As you might know, we recently did a massive upgrade of our search infrastructure. If you have not been following our Solr updates, definitely check out our other blog detailing our search server journey and the improvements and changes that come with the new search.

We have had a beta run with Solr this last week and fixed most of the show-stopping bugs. As such, we have been stress testing our Solr search by replaying our production logs on it, live.

Solr search seems to solvr almost all our qualms with search and as such, we have made the decision to use Solr for our production search servers.

The purpose of this blog post, as nicely worded by our BDFL Rob is –

Speak now or forever hold your pickle. In a week, the ole search servers gets it.

And it’s basically that, if you haven’t experimented with Solr search, please read our earlier blog to know what’s what. If you find any bugs, please report them on our ticket tracker. In case there are no new show-stoppers reported, that must absolutely be fixed before we switch to Solr on the main website, we will be killing the old search servers and replacing them with our brand new Solr ones in a week.

Apart from that, we have made a discourse thread to report any minor improvements in the search results.

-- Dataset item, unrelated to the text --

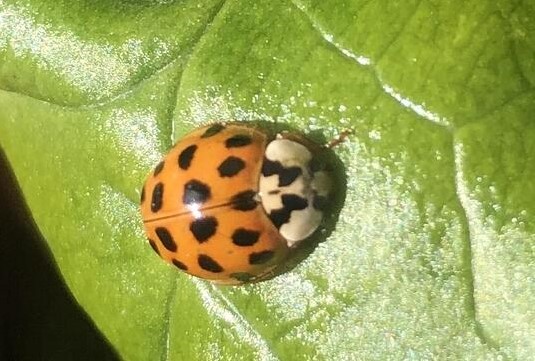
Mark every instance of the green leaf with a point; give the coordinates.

Another thing, I’d like to remind everyone is that, with our switch to this new Solr infrastructure, the version 1 web service (ws/1)will soon be discontinued. As announced earlier, we will keep it alive till 31st July 2018 but it will get the axe on 1st August 2018, 12 pm GMT.

6 thoughts on “Releasing our new Solr search infrastructure”

  1. Hi samj,

    It’s great to read the progress, and I’m looking forward to seeing Solr in action!

    I’d like to ask something out of curiosity rather than a suggestion. Has ElasticSearch also been considered for search infrastructure? If yes, what advantages does Solr have over ElasticSearch?

    Cheers to all the MB people,

  2. Hi Sertan,

    Yes, we did indeed consider ES, however given that Solr is entirely open source and has an amazing community, which ES (with Elastic behind it) lacks upon.

    Something else that solr does well is the documentation. ES though easier to setup and use at the beginning gets tiresome to use if you want to do something complex like writing a custom response writer which is compatible with our existing API. Our bookbrainz website infact tried using ES but our experience wasn’t that great.

    Solr has been nothing but a blessing for us so far.

    Another great pro for solr was the fact that our search API mostly involved textual queries rather than analytical ones which ES is supposed to excel at.

    Given our use case and the maintenance of such a project, we ended up choosing Solr.

  3. Great that there is a new search infrastructure.

    But the previous search infrastructure led to better search results. In most cases, the name of the artist is displayed in the result list under title, although it is correctly entered in the search mask.

    Maybe you could check and optimize this routine again.

    Thank you

  4. So far this has been real positive from what I’ve seen. One of the biggest pains for me was adding multiple versions of a new album at the same time. Now if I wait a minute, I don’t have to copy and paste from the first entry and can just use search. I really appreciate the work.